- #Apple dvd player gray screen movie#
- #Apple dvd player gray screen full#
- #Apple dvd player gray screen tv#
- #Apple dvd player gray screen free#
Now the DVD icon is on the Desktop, so drag it onto VLC and it’ll start playing the movie within just a few seconds:

To watch a DVD, the easiest way is to insert the DVD, then quit DVD Player. VLC turns out to be a really useful video player because in addition to working with DVDs in an AirPlay friendly manner, it can also let you see WMA, AVI, MKS and many other video files, far more than iTunes can handle.
#Apple dvd player gray screen free#
Instead, a slick free app called VLC Media Player can be quickly downloaded from here:. Oh, okay, maybe it’s not quite that dramatic!
#Apple dvd player gray screen tv#
First off, here’s what you’d see both on the Mac screen and the TV screen if you try to watch a DVD while you have AirPlay pushing your video signal to the TV (go into Apple -> System Preferences… -> Display to enable “AirPlay Mirroring”):Ĭrazy, eh? No warning message, no pop-up “can’t view movies in AirPlay video mirror mode”, nothing.

The good news? There’s a nice alternative DVD player that will sidestep the entire issue and work perfectly with AirPlay! Whatever the nuance here, it’s sure annoying and a lot of people have bumped into this limitation of DVD Player.
#Apple dvd player gray screen full#
The concept behind this is probably something to do with the definition of “broadcast” rights with a consumer DVD playback system according to some Byzantine MPAA regulation that Apple has to follow so as not to get in trouble with the big players in Hollywood.The fact that you can still plug in your TV directly via HDMI and watch a movie full screen (particularly easy if you have an HDMI plug on the Mac directly, as the latest generation sports) presumably falls under some other nuance of the law as that’s an alternative approach to having the DVD in your computer but the movie shown on the TV. You can see that’s the case because you can watch an iTunes movie via AirPlay without the slightest hiccup. I am always surprised, though, when anyone wanting to watch Now native on a TV set, and having issues, doesn’t just buy a Roku device or an Amazon Firestick at a small cost, and use that.There’s actually nothing broken in the configuration you specify, what you’re hitting is a built-in limitation of DVD Player that’s tied to digital rights management (DRM) requirements for the Apple DVD playback code. What model of Samsung TV have you got that used to work and now doesn’t? Though Now on my 2015 JS9000 is a bit hit and miss, but solid as a rock on the Roku Stick+ connected to it, so I use that, except when troubleshooting. So it takes the safest option, in view of its obligations to its content providers, and shuts down the video when it detects screen-sharing software.Īs far as I know, the support for Samsung TVs hasn’t changed recently, and is still as here:. Now’s problem with screen mirroring is that it doesn’t know if the stream is going to an HDCP-compliant device, or can’t be bothered to check.
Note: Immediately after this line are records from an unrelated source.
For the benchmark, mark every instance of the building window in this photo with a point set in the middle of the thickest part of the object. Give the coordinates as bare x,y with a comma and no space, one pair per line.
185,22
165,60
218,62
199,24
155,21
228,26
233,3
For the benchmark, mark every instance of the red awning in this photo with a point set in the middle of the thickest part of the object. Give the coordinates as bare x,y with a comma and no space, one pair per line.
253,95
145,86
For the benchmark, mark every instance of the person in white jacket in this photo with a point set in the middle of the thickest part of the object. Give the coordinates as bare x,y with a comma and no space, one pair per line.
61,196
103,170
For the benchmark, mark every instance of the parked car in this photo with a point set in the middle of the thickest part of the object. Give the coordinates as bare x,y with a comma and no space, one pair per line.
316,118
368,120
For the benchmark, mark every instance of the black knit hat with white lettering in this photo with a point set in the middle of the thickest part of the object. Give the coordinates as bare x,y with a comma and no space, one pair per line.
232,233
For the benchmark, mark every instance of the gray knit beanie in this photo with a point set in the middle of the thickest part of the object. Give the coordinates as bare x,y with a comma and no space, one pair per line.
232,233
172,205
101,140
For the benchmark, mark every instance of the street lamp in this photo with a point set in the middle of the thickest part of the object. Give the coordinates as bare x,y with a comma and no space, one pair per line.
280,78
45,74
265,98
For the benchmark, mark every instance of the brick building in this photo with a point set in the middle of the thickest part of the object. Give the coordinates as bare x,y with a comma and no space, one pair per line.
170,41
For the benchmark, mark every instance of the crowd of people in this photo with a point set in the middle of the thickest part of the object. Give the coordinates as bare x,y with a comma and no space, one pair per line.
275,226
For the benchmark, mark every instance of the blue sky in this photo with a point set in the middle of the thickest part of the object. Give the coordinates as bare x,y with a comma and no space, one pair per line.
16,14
Maybe your parents are Mac mavens, I don’t know, and wouldn’t dream of getting NowTV via a Stick or any other way? In which case fine.īut if you offered them the choice of what they have now, or a £20 Stick, which way do you think they would ‘slight argument’ would have been over two years ago The simplest and most reliable way by far to have NowTV, if you don’t have it as a built-in app on a TV, is with a NowTV or Roku Stick. If there is TV/home cinema/media stuff in my house that nobody can work but me, then I count that a failure and look for simplifications.Īnd I got the idea from your post above that you did not want to over-burden them with technicalities, but maybe I got that wrong? The three stars beside my name indicate that I am one of the Community Contributors, so yes a NowTV customer not an employee, but we are a team who regularly help out here.Īnd I must hold my hand up to being a techie (IT support is my day job) but I know lots of people, especially our parents, aren’t, and we must temper our wind to the shorn lamb with them.